Sim, sim. Dou-lhe o exemplo que vem referido no livro sobre o levou à crise de 2007: uma política dos dois partidos democrata e republicano que queriam que as pessoas pobres tivessem casas, e sobretudo os afro-americanos, porque havia a tal discriminação. Imediatamente, uma série de intermediários financeiros surgiram, colateralizaram as hipotecas num pacotezinho, triple A para os NINJAS (no income, no job, no assets). Aquilo chegou a tal ponto que há um autor, Keneth Rogoff, que comparou aquilo a uma dívida do terceiro mundo. E aquilo criou a crise mundial.

Em Portugal também tivemos uma política de incentivo ao crédito para a compra de casa. Foi uma má ideia?

Foi uma política de um governo a que pertenci. Como tudo, pode ter excessos. A ideia de criar a vontade de ser proprietário é muito boa. Como é que se consegue fazer isso? Não é o governo. A supervisão, este é o ponto aqui, é que o Banco de Portugal não supervisionava quando era privado, havia um contrato com o governo, mas antes uma direção-geral de créditos e seguros do Ministério das Finanças.

Aprendemos com os erros que tivemos?

Não sei se aprendemos, porque aconteceu tudo aos bocados. Não estudámos isso com detalhe no livro. Espero que quem o leia se interesse pelos casos concretos percebendo que o evento em si não é típico português.
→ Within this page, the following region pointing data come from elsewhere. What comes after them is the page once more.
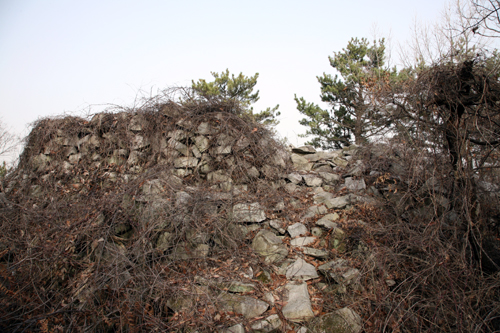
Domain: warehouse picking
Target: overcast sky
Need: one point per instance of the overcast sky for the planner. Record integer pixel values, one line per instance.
(69, 57)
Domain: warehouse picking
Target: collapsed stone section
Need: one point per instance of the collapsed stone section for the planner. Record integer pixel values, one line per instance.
(220, 148)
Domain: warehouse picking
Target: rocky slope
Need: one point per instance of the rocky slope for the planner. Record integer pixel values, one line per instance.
(188, 218)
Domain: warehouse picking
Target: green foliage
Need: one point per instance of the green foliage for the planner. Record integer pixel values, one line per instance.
(353, 112)
(3, 170)
(236, 88)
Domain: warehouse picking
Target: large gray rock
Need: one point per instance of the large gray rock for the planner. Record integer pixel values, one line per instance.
(343, 320)
(301, 270)
(269, 246)
(245, 212)
(298, 307)
(247, 306)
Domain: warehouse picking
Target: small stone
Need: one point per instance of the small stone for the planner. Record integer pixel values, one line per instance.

Pode ser típico português ou típico da democracia portuguesa a maneira como se lida com ele.

Se a pergunta era: se isto mudou? Acho que sim. Mas foi uma irresponsabilidade nós termos tido uma bancarrota em 1890, depois termos evitado isso até à vinda do FMI, e termos tido a troika aqui de uma maneira que foi muito mais grave do que aconteceu na Irlanda ou na Grécia — eles lá fizeram mais barulho — porque tínhamos desequilíbrios macroeconómicos muito piores. A nossa conta corrente estava mais ou menos a 10% durante todo este século até à crise. Isto é completamente insustentável. A política macroeconómica estava ligada com uma corrupção profunda a nível governamental no tempo do Sócrates.

Foi o período mais grave para a banca portuguesa?
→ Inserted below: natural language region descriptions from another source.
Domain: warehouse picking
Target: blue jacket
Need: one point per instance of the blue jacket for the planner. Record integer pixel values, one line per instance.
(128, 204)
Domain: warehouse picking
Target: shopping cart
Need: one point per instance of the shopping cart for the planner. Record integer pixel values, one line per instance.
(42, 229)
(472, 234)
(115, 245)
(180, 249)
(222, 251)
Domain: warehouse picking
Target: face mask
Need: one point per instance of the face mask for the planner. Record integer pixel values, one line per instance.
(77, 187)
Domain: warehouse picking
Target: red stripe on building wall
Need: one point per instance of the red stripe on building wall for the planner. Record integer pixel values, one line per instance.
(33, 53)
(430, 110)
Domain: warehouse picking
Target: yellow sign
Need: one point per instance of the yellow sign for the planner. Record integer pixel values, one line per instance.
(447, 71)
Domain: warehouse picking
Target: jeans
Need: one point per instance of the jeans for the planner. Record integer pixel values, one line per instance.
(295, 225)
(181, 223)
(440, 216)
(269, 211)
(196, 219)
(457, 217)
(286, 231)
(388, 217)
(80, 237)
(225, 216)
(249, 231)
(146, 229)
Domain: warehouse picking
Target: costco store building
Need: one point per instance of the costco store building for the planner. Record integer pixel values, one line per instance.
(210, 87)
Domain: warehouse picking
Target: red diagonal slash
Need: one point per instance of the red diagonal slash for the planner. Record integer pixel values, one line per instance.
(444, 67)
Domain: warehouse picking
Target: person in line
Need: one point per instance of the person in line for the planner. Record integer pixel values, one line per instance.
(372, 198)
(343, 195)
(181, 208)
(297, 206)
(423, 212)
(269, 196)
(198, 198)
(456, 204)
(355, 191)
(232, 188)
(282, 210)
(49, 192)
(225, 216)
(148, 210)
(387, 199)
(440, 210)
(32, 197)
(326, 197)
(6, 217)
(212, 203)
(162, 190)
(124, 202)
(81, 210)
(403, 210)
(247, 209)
Então não foi? Foi aí que se acumularam os desequilíbrios e a coisa explode a seguir. Naquele período não houve crescimento, nós divergimos, era tudo uma cegada de melodramática, de fazer estas obras, mais estas obras. A chamada política do betão era uma criança.

Atualmente, onde estão as principais debilidades no sistema financeiro em Portugal?

Tem havido um esforço grande para completar a união bancária e, embora a parte dos depósitos não esteja a avançar, aquilo que neste momento está, tal como estava em 2007/2008, a escapar é: os não bancos, a tech finance, as plataformas, as moedas digitais. Isso não se sabe. Como saiu a Inglaterra e a City de Londres já está fora, vejo perigos de instabilidade maiores na área não bancária.

Diria que em Portugal, mas também nos países afetados pela pandemia, curiosamente, os bancos não são um problema.

A instabilidade no Novo Banco não o assusta?

A instabilidade do Novo Banco é bancária. Não me assusta na medida em que, sendo uma entidade, a instabilidade vai ser resolvida de uma maneira ou de outra, à custa do contribuinte ou não.

O que aconteceu depois da resolução tinha tudo para correr mal?

Foi evidentemente um choque enorme, mas a maneira como depois foi gerida a ligação com a empresa estrangeira, foi tudo feito de uma forma um bocadinho…

O mecanismo de capital contingente é um mecanismo perverso?

Não conheço os detalhes, mas está na cara que aquilo foi um prémio a um investidor estrangeiro que nem sequer é um banco. Isto é um exemplo de como a shadow banking, as private equity ou as fintech acabam por mordiscar à volta dos bancos e que, às vezes, os problemas não são dos bancos em si, mas do silo em que estão. Há, talvez, ali uma relação de proximidade com o supervisor. Na altura em que o Banco de Portugal era privado isso era muito comum e era assumido.

É preciso distinguir o trigo do joio. O banco é muito mais público, mesmo que seja privado, e por isso é que a ideia de dizer que é público não acrescenta nada, porque, antes pelo contrário, baralha os riscos, enquanto essas entidades financeiras não bancárias são muito ágeis e a supervisão é muito mais difícil. Não tenho aqui, nem acho que haja, uma análise precisa. Mas de onde viria mais o perigo não tenho dúvidas que é daqueles que causam o que acontece aos bancos, que são os outros intermediários financeiros.